State-anxiety reflects the current emotional status of the individual characterized by subjective feelings of stress and tension, on one hand, and increased activity of the autonomic nervous system, on the other. The Spielberger State-Anxiety Inventory16 has frequently been used in clinical research and reflects an adequate measurement of situation-specific conditions (e.g., in preoperative stress). For both scales, Dutch versions were used.15,16
Neuropsychological Tests
Tests were selected to sample a broad range of cognitive abilities, including attention and concentration, verbal and nonverbal memory, language, visuospatial functions, executive functions, and motor and psychomotor speed.

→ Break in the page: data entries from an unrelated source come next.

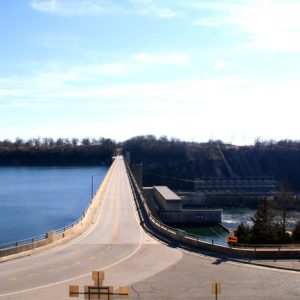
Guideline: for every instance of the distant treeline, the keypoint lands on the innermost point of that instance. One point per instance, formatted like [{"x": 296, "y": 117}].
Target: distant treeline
[
  {"x": 177, "y": 163},
  {"x": 166, "y": 161},
  {"x": 60, "y": 152}
]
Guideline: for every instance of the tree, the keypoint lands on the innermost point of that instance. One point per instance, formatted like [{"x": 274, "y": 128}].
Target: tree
[
  {"x": 263, "y": 230},
  {"x": 244, "y": 234},
  {"x": 296, "y": 233}
]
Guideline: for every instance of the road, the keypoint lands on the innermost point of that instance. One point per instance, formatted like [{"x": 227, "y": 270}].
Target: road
[{"x": 117, "y": 244}]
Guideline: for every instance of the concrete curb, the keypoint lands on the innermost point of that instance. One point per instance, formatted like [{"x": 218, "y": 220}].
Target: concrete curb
[{"x": 53, "y": 239}]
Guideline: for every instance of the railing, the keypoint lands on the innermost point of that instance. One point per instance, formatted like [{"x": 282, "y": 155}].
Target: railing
[
  {"x": 23, "y": 242},
  {"x": 44, "y": 236},
  {"x": 238, "y": 250},
  {"x": 142, "y": 205},
  {"x": 30, "y": 242}
]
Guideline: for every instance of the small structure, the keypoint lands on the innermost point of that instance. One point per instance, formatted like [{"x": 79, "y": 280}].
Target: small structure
[
  {"x": 98, "y": 290},
  {"x": 169, "y": 207},
  {"x": 167, "y": 199}
]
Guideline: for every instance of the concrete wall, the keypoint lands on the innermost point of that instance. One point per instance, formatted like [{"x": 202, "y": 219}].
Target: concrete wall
[
  {"x": 192, "y": 217},
  {"x": 154, "y": 225},
  {"x": 167, "y": 204},
  {"x": 77, "y": 228}
]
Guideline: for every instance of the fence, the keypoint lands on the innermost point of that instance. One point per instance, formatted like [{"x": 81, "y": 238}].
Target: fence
[
  {"x": 194, "y": 241},
  {"x": 69, "y": 231}
]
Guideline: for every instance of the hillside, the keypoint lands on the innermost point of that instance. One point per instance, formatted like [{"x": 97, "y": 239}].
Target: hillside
[{"x": 175, "y": 163}]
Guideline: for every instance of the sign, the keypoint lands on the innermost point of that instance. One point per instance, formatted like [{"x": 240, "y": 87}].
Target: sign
[
  {"x": 216, "y": 289},
  {"x": 180, "y": 233},
  {"x": 231, "y": 231},
  {"x": 231, "y": 239},
  {"x": 98, "y": 290}
]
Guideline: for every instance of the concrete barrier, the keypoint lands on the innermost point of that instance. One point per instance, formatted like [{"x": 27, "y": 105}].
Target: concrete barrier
[{"x": 65, "y": 234}]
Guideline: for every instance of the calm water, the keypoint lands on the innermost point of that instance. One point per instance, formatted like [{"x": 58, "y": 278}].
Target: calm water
[{"x": 34, "y": 200}]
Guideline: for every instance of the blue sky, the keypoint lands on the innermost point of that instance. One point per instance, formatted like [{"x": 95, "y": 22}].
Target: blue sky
[{"x": 190, "y": 69}]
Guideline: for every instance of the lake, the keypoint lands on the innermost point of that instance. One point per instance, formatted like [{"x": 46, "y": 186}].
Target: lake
[{"x": 35, "y": 200}]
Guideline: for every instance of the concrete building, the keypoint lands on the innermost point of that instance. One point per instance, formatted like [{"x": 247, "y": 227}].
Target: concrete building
[
  {"x": 167, "y": 199},
  {"x": 169, "y": 207}
]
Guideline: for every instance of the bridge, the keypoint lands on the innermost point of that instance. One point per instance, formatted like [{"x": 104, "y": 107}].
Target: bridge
[{"x": 117, "y": 244}]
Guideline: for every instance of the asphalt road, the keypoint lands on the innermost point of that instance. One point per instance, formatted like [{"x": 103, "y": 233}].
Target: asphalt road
[{"x": 117, "y": 244}]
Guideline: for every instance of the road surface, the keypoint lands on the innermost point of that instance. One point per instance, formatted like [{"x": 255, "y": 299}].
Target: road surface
[{"x": 117, "y": 244}]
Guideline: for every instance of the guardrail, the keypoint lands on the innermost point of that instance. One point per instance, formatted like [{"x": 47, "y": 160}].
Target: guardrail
[
  {"x": 70, "y": 230},
  {"x": 191, "y": 240}
]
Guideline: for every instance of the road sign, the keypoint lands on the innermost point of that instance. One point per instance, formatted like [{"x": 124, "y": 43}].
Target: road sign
[
  {"x": 98, "y": 290},
  {"x": 231, "y": 231},
  {"x": 231, "y": 239},
  {"x": 216, "y": 289}
]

1. The Rey Auditory Verbal Learning Test (AVLT) assesses verbal memory. The measures retained are the sum of words immediately recalled over the first five trials and the delayed recall. We also took into account the number of words that were recognized from a list presented after the performance of all neuropsychological tests. To reduce test–retest effects, we used alternate test versions.
2. The Trail-Making Test, Part B (TMT-B) assesses speed for visual search, attention, and mental flexibility. The time-to-completion is the measure taken.
3. The Grooved Pegboard Test (GPT) measures finger and hand dexterity. The sum of the time to completion of the left and right placement of all pegs is the measure taken.
4. The Block Taps Test (TAPS) assesses nonverbal immediate memory and attention. The number of errors is the measure retained.
5. The Line Bisection Test (LBT) assesses unilateral visual inattention. Total deviation from the true center is the measure taken.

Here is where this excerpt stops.